Frequently asked questions
Is my money protected with Revolut in the UK?
It depends. Protection depends on which legal entity holds your funds. Some Revolut accounts are covered by UK deposit protection; others are not. Look in the app’s legal or settings pages to see the entity name and the protection applied. If FSCS protection matters to you, verify it explicitly before using Revolut as a primary savings account.
Why did my international transfer take several days?
International transfers often traverse correspondent banks and settlement systems that have cut-off times, holidays, and manual checks. Delays can come from intermediary bank processing, compliance holds, or mismatches in beneficiary details. For faster or guaranteed timing, check the transfer corridor’s expected time in the app and consider premium transfer options or specialist FX providers for large sums.
Are Revolut’s exchange rates the best available?

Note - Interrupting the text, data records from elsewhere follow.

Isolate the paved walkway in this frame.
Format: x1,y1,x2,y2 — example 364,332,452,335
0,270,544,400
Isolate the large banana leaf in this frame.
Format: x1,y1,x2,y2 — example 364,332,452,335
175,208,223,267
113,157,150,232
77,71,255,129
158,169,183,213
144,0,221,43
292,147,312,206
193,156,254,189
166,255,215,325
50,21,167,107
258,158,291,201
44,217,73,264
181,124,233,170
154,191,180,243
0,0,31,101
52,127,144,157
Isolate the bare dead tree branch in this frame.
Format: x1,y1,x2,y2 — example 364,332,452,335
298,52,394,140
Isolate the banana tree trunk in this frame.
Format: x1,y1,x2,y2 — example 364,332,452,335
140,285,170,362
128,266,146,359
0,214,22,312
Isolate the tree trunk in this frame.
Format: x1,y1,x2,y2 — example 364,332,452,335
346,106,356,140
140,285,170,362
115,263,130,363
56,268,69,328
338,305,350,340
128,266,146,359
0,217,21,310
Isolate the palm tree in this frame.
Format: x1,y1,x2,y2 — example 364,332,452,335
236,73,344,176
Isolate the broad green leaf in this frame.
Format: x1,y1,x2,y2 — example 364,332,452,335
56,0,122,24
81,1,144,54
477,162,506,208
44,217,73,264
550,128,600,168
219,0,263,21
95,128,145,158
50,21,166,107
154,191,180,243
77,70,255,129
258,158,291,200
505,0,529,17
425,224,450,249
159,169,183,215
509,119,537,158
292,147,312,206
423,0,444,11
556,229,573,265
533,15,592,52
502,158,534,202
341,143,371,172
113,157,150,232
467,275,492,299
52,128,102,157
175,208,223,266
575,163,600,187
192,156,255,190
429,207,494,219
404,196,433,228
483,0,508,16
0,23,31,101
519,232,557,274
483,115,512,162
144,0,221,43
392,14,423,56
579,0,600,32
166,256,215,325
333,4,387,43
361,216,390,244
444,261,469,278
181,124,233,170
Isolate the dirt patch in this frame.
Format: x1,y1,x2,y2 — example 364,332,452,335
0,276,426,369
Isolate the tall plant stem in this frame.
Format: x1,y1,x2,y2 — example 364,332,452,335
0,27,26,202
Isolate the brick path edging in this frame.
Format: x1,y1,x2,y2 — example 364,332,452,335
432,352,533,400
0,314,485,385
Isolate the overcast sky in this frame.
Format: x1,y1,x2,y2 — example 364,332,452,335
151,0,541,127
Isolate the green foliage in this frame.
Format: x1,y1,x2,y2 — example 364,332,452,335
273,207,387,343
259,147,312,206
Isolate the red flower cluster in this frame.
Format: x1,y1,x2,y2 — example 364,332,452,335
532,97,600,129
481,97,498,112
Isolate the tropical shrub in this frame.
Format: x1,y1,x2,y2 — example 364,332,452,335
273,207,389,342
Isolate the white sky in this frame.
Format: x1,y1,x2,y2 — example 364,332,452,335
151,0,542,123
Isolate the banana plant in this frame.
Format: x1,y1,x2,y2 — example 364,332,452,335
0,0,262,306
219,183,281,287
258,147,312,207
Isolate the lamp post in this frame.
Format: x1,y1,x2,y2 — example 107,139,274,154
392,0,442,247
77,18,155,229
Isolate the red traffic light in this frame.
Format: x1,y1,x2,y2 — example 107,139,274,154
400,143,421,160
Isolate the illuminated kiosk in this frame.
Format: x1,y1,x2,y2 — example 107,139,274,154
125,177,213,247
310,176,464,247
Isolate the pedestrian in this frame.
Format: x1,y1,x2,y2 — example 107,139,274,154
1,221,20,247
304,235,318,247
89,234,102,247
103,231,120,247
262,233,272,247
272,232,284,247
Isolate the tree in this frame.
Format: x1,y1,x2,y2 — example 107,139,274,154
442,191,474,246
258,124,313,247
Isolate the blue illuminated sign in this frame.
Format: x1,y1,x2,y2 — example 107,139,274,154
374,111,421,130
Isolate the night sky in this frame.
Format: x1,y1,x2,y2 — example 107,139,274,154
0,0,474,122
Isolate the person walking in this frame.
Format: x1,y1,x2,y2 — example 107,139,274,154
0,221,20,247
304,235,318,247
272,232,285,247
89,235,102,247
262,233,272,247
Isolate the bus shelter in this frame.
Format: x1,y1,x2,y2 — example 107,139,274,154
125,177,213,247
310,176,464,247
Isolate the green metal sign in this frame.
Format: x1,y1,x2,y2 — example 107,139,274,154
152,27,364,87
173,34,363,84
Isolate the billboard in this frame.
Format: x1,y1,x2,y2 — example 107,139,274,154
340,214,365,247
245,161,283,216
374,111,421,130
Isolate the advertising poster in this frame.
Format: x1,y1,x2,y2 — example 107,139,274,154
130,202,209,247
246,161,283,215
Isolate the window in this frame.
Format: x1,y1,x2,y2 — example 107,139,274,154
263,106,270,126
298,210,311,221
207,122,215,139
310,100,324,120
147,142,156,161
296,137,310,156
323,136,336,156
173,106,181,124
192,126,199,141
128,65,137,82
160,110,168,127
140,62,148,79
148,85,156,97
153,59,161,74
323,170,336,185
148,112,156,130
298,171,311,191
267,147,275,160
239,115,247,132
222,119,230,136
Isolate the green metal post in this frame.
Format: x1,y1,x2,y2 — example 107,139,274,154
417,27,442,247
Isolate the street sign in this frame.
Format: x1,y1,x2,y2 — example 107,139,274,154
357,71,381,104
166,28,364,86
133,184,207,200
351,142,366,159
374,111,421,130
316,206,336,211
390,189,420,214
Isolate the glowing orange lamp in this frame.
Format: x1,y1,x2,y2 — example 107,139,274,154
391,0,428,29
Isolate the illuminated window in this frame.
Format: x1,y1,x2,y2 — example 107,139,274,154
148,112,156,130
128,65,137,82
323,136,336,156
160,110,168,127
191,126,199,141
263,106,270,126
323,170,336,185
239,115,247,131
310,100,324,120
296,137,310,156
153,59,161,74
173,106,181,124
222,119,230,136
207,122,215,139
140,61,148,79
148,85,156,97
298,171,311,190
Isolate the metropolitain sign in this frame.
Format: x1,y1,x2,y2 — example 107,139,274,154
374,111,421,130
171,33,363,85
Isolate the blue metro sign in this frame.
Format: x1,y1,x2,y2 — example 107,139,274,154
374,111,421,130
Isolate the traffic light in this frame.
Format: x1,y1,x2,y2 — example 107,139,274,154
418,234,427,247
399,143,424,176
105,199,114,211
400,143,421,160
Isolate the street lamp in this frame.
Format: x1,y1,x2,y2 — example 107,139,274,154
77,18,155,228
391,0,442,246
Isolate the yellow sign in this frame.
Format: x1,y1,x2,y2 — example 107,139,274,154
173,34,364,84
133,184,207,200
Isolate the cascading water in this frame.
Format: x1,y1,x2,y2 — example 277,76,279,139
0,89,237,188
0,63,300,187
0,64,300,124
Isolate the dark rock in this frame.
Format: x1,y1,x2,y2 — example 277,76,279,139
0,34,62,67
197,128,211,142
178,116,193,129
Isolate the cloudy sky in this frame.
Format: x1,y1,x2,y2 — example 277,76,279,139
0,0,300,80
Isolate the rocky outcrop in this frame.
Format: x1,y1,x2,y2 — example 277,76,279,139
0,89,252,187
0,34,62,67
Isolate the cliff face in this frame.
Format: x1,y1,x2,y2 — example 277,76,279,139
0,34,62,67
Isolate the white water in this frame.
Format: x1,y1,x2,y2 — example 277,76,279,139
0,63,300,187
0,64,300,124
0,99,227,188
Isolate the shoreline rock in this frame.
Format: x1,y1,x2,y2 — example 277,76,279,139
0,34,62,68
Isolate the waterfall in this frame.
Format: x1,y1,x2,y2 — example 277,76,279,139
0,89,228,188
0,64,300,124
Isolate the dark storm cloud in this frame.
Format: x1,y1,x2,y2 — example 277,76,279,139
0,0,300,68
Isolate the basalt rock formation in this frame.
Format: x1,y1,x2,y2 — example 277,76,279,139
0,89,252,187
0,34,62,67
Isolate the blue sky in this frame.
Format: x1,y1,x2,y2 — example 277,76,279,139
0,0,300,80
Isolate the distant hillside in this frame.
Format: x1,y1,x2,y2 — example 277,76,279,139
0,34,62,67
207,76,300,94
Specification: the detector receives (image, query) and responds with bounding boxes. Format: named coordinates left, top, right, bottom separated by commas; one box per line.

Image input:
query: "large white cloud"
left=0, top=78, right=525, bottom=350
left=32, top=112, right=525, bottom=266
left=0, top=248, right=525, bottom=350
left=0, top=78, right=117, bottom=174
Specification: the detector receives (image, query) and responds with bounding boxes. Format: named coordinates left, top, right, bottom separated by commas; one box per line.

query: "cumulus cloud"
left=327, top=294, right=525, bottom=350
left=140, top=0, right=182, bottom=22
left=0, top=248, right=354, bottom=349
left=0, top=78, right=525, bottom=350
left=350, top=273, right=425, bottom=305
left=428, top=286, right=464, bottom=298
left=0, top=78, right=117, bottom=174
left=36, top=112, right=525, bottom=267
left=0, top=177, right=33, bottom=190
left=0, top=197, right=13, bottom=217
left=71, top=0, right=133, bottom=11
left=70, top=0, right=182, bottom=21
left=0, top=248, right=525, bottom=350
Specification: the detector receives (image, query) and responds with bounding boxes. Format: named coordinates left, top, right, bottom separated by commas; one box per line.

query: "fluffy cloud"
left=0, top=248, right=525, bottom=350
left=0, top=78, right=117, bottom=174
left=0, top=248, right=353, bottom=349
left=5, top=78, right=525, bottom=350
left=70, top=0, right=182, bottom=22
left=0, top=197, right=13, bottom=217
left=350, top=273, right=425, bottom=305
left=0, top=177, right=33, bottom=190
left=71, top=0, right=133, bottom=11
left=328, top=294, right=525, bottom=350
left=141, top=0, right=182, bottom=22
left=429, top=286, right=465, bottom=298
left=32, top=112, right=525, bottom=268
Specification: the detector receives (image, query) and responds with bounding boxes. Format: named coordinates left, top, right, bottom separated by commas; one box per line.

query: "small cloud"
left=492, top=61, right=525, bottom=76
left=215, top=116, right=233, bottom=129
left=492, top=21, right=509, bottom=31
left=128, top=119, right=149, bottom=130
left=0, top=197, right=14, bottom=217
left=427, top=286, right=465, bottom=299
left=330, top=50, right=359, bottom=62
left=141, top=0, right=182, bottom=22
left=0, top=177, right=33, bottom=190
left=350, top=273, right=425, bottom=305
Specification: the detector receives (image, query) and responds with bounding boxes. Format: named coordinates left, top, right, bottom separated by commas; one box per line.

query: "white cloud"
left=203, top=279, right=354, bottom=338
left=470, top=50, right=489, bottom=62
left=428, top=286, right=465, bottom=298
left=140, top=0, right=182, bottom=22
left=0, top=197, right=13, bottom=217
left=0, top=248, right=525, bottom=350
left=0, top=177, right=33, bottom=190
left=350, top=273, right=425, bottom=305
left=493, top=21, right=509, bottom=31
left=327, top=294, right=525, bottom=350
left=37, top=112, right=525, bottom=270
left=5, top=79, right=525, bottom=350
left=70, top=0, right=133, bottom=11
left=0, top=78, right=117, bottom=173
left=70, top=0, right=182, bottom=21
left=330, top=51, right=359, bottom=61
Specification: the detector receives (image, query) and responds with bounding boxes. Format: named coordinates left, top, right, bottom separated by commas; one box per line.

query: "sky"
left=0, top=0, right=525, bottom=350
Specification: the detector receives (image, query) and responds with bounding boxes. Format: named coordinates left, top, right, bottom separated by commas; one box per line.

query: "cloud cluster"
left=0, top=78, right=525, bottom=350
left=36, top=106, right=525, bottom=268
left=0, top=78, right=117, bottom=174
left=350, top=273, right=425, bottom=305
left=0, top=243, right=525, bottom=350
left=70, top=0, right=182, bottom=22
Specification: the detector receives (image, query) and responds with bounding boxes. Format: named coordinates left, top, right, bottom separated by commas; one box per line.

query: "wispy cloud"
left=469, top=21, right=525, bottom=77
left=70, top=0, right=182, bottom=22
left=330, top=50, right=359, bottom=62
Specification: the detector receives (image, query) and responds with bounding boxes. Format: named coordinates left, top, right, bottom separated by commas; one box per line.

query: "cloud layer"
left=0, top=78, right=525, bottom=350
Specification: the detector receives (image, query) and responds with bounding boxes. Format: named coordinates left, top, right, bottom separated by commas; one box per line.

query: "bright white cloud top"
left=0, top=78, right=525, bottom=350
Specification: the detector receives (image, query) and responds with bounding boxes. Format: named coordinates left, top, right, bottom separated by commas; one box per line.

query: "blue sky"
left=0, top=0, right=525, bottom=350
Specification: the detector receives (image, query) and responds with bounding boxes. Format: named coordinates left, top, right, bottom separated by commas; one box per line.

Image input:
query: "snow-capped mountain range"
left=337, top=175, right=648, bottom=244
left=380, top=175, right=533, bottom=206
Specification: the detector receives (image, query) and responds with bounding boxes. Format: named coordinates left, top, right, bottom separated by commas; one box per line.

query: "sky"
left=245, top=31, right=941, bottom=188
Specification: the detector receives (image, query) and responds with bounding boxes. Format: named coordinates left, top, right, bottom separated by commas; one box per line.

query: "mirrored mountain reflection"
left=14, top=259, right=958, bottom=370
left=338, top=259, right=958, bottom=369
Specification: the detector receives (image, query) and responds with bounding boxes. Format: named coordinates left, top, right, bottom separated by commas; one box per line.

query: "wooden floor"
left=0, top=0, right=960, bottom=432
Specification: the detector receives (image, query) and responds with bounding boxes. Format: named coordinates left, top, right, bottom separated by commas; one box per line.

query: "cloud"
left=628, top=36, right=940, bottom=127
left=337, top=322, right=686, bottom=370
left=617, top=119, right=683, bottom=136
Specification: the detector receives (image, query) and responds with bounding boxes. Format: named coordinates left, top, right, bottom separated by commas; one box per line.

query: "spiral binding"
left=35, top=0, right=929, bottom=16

They are competitive during market hours and within plan allowances, but not universally best. Weekend markups, plan-based free-exchange limits and small spreads can increase your cost. For sizeable or recurring FX needs, compare quotes with banks and FX specialists; for small travel conversions, Revolut is often convenient and cost-effective.
What should I do if Revolut freezes a transfer for compliance?
Respond quickly to any document requests in the app, provide clear supporting evidence (proof of source/beneficiary), and keep records of communication. If the hold is prolonged, escalate via the in-app support or consider using an alternative bank to complete urgent payments while the issue is resolved.